Debt Collector Suit Fails

Judge dismisses lawsuit stemming from U.S. Department of Education's firing of several debt collectors over allegations they misled struggling borrowers.

April 15, 2015

A federal judge on Tuesday dismissed a lawsuit against the U.S. Department of Education by four student loan debt collection companies that claim the department arbitrarily cut ties with them earlier this year.

The decision by U.S. Court of Federal Claims Judge Francis Allegra is a victory for the Education Department, which effectively fired five debt collection companies in February after accusing them of misleading struggling borrowers.

Four of those five companies -- Coast Professional, National Recoveries, Enterprise Recovery Systems and Pioneer Credit Recovery, which is owned by Navient -- were part of the consolidated lawsuit that was dismissed Tuesday.  

Judge Allegra’s decision in the case was sealed. But it comes after he heard arguments only about whether the companies had made the type of complaint he was empowered to decide in the first place.

The debt collectors argued that the department’s decision to cut ties with them amounted to the government purchasing new services (from their competitors) without a giving them a fair shot in the bidding process. The Education Department, however, appears to have argued successfully that it was not making a new procurement decision but rather merely exercising its discretion under an existing contract when it decided to stop doing business with the companies.

After hearing from both sides about that preliminary matter last week, the judge canceled a second hearing to discuss the merits of the companies’ complaints.

Collecting the more than $42 billion in defaulted federal direct student loan debt is big business, and the contracts are often worth tens of millions of dollars.

Brian Davis, the chief executive officer of Coast Professional, said in a statement that the company was disappointed in the decision. “We believe these were new contracts that the Department of Education awarded in an unfair and arbitrary process that did not allow all bidders to compete on a level playing field,” he said.
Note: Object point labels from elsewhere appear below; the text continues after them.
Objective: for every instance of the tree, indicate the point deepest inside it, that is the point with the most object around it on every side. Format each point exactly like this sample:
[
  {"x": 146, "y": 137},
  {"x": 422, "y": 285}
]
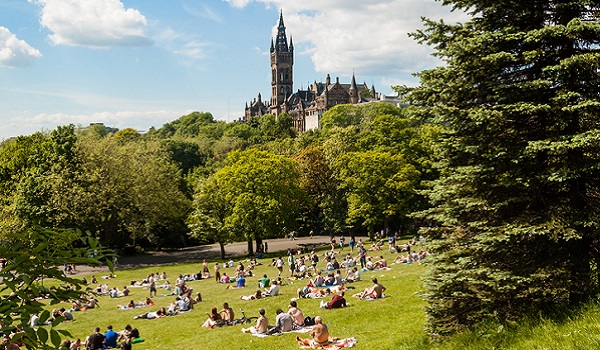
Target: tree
[
  {"x": 261, "y": 195},
  {"x": 32, "y": 257},
  {"x": 208, "y": 219},
  {"x": 378, "y": 186},
  {"x": 127, "y": 193},
  {"x": 325, "y": 208},
  {"x": 516, "y": 208}
]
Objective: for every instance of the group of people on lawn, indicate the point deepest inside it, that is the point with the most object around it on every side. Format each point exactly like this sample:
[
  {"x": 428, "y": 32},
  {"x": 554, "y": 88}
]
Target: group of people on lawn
[{"x": 332, "y": 282}]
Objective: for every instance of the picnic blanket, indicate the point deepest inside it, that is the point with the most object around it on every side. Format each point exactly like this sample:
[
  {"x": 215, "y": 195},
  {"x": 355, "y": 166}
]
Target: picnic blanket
[
  {"x": 335, "y": 344},
  {"x": 304, "y": 329}
]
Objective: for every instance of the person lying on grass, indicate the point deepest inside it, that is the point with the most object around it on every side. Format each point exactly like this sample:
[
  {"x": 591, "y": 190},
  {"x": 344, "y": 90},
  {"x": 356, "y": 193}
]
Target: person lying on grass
[
  {"x": 262, "y": 324},
  {"x": 313, "y": 293},
  {"x": 214, "y": 319},
  {"x": 319, "y": 334},
  {"x": 257, "y": 295},
  {"x": 162, "y": 312},
  {"x": 373, "y": 292},
  {"x": 337, "y": 301}
]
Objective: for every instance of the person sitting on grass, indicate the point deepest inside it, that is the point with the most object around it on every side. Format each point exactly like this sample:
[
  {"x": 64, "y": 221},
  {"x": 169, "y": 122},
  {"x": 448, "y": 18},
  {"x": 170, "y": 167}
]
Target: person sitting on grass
[
  {"x": 353, "y": 275},
  {"x": 240, "y": 282},
  {"x": 257, "y": 295},
  {"x": 128, "y": 332},
  {"x": 227, "y": 314},
  {"x": 92, "y": 303},
  {"x": 283, "y": 323},
  {"x": 380, "y": 263},
  {"x": 319, "y": 334},
  {"x": 313, "y": 293},
  {"x": 214, "y": 319},
  {"x": 262, "y": 324},
  {"x": 337, "y": 301},
  {"x": 162, "y": 312},
  {"x": 296, "y": 313},
  {"x": 264, "y": 282},
  {"x": 373, "y": 292},
  {"x": 318, "y": 281},
  {"x": 273, "y": 290}
]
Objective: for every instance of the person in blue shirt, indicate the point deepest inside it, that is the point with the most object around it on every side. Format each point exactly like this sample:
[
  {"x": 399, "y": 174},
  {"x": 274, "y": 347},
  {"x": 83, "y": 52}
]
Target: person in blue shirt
[{"x": 110, "y": 338}]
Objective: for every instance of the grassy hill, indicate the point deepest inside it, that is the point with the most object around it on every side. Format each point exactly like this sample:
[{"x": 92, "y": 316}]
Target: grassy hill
[{"x": 395, "y": 322}]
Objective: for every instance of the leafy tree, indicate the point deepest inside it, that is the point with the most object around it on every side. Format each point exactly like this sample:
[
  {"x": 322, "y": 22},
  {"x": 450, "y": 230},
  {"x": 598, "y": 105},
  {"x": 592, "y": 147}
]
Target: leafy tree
[
  {"x": 32, "y": 257},
  {"x": 185, "y": 126},
  {"x": 379, "y": 187},
  {"x": 326, "y": 207},
  {"x": 516, "y": 209},
  {"x": 347, "y": 114},
  {"x": 126, "y": 135},
  {"x": 124, "y": 193},
  {"x": 208, "y": 220},
  {"x": 261, "y": 194}
]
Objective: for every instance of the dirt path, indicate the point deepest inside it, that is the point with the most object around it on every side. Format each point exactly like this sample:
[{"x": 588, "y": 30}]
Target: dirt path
[{"x": 196, "y": 254}]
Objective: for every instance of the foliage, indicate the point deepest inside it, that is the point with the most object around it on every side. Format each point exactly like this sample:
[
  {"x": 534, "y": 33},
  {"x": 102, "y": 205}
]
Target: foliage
[
  {"x": 185, "y": 126},
  {"x": 379, "y": 186},
  {"x": 516, "y": 207},
  {"x": 362, "y": 319},
  {"x": 32, "y": 258},
  {"x": 127, "y": 193},
  {"x": 256, "y": 196}
]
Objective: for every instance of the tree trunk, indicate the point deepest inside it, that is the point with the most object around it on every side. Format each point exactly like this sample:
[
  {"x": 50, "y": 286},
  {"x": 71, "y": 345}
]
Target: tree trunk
[
  {"x": 250, "y": 247},
  {"x": 259, "y": 244},
  {"x": 222, "y": 245}
]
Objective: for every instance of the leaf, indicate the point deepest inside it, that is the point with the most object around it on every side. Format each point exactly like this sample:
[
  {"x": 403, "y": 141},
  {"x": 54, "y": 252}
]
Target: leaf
[{"x": 55, "y": 338}]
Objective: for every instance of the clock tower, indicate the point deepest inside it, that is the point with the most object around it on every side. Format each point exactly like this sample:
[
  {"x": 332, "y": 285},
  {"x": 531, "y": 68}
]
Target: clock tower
[{"x": 282, "y": 61}]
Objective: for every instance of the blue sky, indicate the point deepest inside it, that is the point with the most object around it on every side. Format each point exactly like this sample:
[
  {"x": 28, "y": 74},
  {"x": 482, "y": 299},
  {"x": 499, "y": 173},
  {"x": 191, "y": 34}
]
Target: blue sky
[{"x": 142, "y": 63}]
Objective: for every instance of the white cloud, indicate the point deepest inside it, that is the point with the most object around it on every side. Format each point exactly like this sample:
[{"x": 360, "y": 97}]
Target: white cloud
[
  {"x": 97, "y": 24},
  {"x": 193, "y": 49},
  {"x": 238, "y": 3},
  {"x": 205, "y": 13},
  {"x": 28, "y": 124},
  {"x": 15, "y": 52},
  {"x": 369, "y": 37}
]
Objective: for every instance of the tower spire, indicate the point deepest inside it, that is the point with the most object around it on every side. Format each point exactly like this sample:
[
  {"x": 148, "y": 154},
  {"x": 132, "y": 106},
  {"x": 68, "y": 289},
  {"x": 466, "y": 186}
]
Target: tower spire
[{"x": 281, "y": 43}]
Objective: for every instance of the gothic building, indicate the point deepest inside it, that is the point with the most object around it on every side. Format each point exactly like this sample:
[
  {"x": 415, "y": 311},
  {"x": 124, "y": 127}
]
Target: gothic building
[{"x": 304, "y": 106}]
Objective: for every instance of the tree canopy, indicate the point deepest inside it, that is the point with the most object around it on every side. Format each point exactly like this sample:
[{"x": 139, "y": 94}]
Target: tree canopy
[{"x": 515, "y": 209}]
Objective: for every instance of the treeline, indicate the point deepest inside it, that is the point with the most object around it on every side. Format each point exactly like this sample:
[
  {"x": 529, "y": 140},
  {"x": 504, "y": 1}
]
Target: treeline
[{"x": 197, "y": 179}]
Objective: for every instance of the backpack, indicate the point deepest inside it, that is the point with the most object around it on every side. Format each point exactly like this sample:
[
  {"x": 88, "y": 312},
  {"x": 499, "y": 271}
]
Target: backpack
[{"x": 309, "y": 321}]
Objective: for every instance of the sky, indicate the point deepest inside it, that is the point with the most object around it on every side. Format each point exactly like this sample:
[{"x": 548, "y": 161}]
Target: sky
[{"x": 143, "y": 63}]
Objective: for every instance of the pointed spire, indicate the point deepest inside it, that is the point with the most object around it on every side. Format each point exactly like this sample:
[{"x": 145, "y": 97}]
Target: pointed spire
[
  {"x": 353, "y": 91},
  {"x": 281, "y": 43},
  {"x": 353, "y": 83}
]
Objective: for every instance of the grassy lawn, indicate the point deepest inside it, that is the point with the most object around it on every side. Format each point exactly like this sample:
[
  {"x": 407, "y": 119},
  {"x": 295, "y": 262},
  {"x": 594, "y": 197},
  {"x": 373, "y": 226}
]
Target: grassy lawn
[{"x": 390, "y": 323}]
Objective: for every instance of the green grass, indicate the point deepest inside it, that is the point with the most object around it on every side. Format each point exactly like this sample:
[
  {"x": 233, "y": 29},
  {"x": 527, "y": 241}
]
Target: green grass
[
  {"x": 395, "y": 322},
  {"x": 381, "y": 324}
]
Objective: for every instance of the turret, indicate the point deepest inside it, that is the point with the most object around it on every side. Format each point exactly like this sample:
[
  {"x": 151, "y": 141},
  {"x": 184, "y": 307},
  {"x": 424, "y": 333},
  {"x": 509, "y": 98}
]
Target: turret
[{"x": 353, "y": 91}]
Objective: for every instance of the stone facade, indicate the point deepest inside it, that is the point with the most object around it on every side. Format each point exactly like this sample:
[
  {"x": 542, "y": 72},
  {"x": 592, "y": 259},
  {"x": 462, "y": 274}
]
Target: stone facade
[{"x": 304, "y": 106}]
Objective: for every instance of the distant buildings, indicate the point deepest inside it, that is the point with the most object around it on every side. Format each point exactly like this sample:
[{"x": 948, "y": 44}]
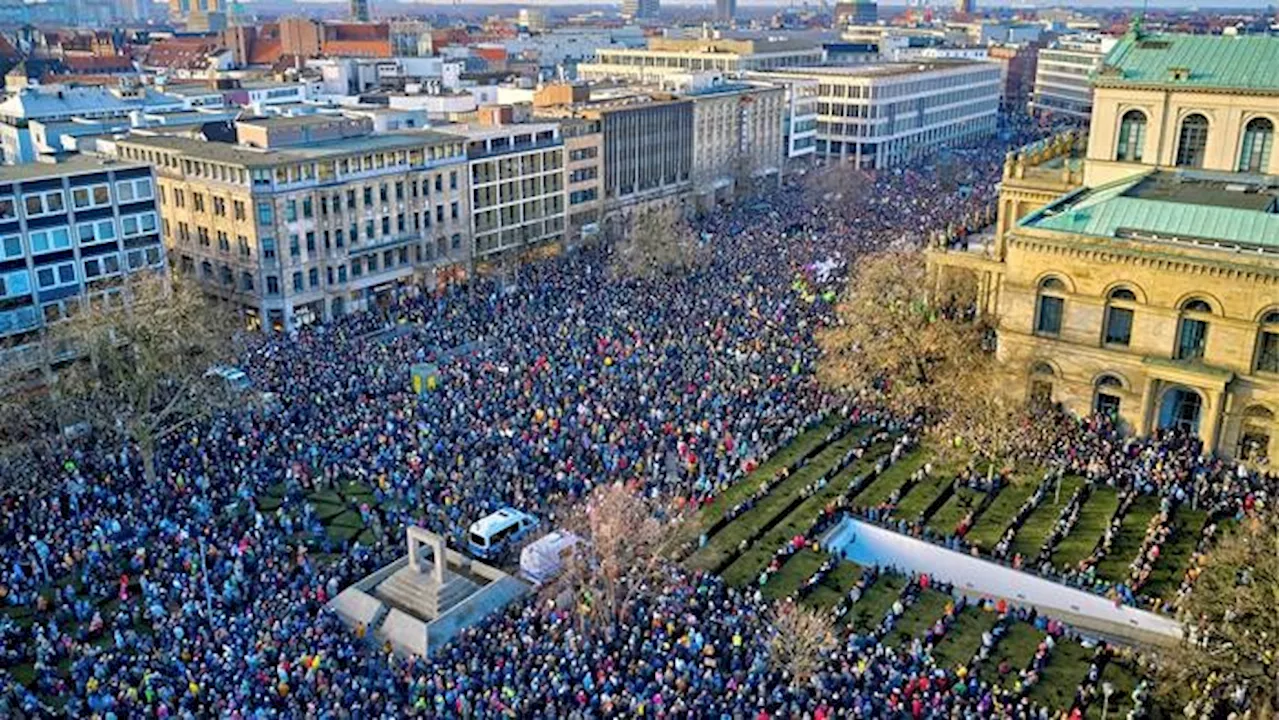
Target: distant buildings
[
  {"x": 1063, "y": 73},
  {"x": 65, "y": 232},
  {"x": 726, "y": 10},
  {"x": 880, "y": 115},
  {"x": 639, "y": 9},
  {"x": 664, "y": 55},
  {"x": 309, "y": 218}
]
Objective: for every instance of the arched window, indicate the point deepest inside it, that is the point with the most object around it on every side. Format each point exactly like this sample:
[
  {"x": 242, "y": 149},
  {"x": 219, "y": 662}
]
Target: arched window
[
  {"x": 1193, "y": 329},
  {"x": 1256, "y": 146},
  {"x": 1192, "y": 139},
  {"x": 1269, "y": 343},
  {"x": 1106, "y": 400},
  {"x": 1256, "y": 433},
  {"x": 1119, "y": 317},
  {"x": 1133, "y": 135},
  {"x": 1048, "y": 306}
]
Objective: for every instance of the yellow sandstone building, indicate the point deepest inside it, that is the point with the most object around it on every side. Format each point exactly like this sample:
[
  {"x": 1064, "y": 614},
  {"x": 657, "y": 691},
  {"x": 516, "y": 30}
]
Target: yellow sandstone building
[{"x": 1139, "y": 274}]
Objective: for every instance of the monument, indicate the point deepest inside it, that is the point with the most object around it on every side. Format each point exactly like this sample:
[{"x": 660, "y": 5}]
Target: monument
[{"x": 425, "y": 598}]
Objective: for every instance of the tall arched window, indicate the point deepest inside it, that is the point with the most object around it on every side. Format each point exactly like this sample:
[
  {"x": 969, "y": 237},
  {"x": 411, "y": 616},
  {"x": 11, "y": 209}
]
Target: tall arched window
[
  {"x": 1255, "y": 433},
  {"x": 1048, "y": 306},
  {"x": 1256, "y": 146},
  {"x": 1133, "y": 135},
  {"x": 1269, "y": 343},
  {"x": 1119, "y": 319},
  {"x": 1106, "y": 400},
  {"x": 1193, "y": 329},
  {"x": 1192, "y": 139}
]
A spokesperson for Enterprise Recovery Systems said in an email that the company planned to appeal the court’s decision.

“We remain hopeful that we can find a path forward working through the legal process to help reaffirm our position that the Department of Education erred in its review process, resulting in an unfair decision,” he said.

A spokesperson for Pioneer Credit Recovery declined to comment on the court decision, saying only that the company was focused on helping student loan borrowers. Pioneer, she said, continually makes changes to its processes based on its own reviews and ongoing conversations with its regulators.

The department’s decision in February to wind down the contracts of the five debt collection companies won praise from consumer advocates and some Senate Democrats. They had previously criticized the department for having lax oversight over the companies.  

Two of the companies -- Coast Professional and National Recoveries -- could potentially continue to collect defaulted loans on the department’s behalf under a different contract. The department has said it won’t make a decision on that newer contract until this summer.